Welche Rasenmischung ist für meinen Garten richtig?
Die wichtigsten Rasengräser kurz erklärt
Ein Rasen ist nicht gleich ein Rasen, es gibt die verschiedensten Mischungen für alle möglichen Bedingungen. Grundsätzlich ist der Rasen eine Fläche von Pflanzen, die sehr kurz geschnitten sind und durch mehrmaliges Mähen auch kurz bleiben sollen, die Pflanzen werden gleichsam am blühen und Samen tragen gehindert.
Hauptsächlich unterscheidet man vier bis fünf wichtige Rasengräser. Deutsches Weidelgras, Rohr-, Schaf-, und Rotschwingel, sowie Wiesenrispengras und Straussgräser.
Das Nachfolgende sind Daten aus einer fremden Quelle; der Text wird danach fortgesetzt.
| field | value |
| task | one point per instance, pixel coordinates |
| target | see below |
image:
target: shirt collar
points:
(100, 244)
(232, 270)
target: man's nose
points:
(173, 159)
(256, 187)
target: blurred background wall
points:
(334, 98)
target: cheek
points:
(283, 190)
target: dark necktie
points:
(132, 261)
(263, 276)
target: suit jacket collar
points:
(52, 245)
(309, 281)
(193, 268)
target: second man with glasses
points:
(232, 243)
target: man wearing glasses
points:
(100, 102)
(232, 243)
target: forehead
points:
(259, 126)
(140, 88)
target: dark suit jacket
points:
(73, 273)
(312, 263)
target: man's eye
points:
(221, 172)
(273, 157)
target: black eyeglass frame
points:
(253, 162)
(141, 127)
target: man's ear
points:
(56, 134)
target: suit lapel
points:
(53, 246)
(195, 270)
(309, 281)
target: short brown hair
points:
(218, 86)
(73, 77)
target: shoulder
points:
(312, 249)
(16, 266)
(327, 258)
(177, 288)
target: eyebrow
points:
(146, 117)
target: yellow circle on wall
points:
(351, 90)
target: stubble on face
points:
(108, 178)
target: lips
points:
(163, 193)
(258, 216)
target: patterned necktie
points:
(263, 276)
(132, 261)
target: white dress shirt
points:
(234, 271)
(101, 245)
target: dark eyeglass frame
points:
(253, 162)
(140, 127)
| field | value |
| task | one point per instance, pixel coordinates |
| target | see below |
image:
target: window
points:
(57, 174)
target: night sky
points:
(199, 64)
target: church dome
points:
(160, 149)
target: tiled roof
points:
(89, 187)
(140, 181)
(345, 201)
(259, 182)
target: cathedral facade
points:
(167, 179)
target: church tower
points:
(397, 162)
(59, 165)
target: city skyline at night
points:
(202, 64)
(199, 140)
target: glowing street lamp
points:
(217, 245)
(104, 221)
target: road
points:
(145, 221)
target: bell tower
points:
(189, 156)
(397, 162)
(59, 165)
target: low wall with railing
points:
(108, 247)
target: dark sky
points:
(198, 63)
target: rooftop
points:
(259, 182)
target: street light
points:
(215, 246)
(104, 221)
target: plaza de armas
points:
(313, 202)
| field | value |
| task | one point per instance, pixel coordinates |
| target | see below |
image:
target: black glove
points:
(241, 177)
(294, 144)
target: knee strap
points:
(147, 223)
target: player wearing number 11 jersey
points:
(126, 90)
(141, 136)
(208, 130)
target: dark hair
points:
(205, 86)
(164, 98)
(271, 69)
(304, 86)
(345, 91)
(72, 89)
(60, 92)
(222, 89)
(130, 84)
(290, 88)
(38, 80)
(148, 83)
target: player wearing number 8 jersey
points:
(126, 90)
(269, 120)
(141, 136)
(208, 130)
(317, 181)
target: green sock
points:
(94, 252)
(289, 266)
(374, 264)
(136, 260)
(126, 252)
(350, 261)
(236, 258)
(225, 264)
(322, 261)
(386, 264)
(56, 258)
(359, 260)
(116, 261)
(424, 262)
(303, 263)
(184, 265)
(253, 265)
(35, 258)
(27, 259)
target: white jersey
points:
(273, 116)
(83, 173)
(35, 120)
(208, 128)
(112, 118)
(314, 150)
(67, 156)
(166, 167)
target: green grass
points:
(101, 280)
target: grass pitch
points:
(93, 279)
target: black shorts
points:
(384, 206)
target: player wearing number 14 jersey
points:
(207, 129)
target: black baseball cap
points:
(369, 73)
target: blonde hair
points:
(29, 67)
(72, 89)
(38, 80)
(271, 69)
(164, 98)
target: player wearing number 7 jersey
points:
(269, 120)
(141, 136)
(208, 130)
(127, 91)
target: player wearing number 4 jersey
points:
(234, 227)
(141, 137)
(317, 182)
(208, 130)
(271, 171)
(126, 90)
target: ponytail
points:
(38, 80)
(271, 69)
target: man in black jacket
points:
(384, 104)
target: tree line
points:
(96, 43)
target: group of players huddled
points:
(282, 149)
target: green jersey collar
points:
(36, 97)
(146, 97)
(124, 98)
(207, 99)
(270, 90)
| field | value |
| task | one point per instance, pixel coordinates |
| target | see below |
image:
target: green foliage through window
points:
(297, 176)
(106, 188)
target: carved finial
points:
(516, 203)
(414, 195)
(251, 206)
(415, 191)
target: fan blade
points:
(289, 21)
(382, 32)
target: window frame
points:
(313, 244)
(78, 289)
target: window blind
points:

Das Weidelgras ist eine schnellwachsende Art, die sehr gut trittverträglich ist, aber auch recht pflegeintensiv. Es muss rechtmässig gemäht werden, um gut zu gedeihen. Rotschwingel wächst recht langsam und ist mässig trittverträglich, Schafschwingel ist recht gut für schwierige Böden geeignet, hat eine hohe Frosttoleranz, sollte allerdings nicht für betretbare Rasen genutzt werden, außerdem verträgt es Trockenheit gut. Rohrschwingel hat dagegen eine gute Trittverträglichkeit, hält auch für eine gewisse Zeit Wasser stand(Überschwemmungen). Wiesenrispengras ist trittverträglich, wächst durchschnittlich schnell und kann sich gut regenerieren. Allerdings ist es pflegeintensiv.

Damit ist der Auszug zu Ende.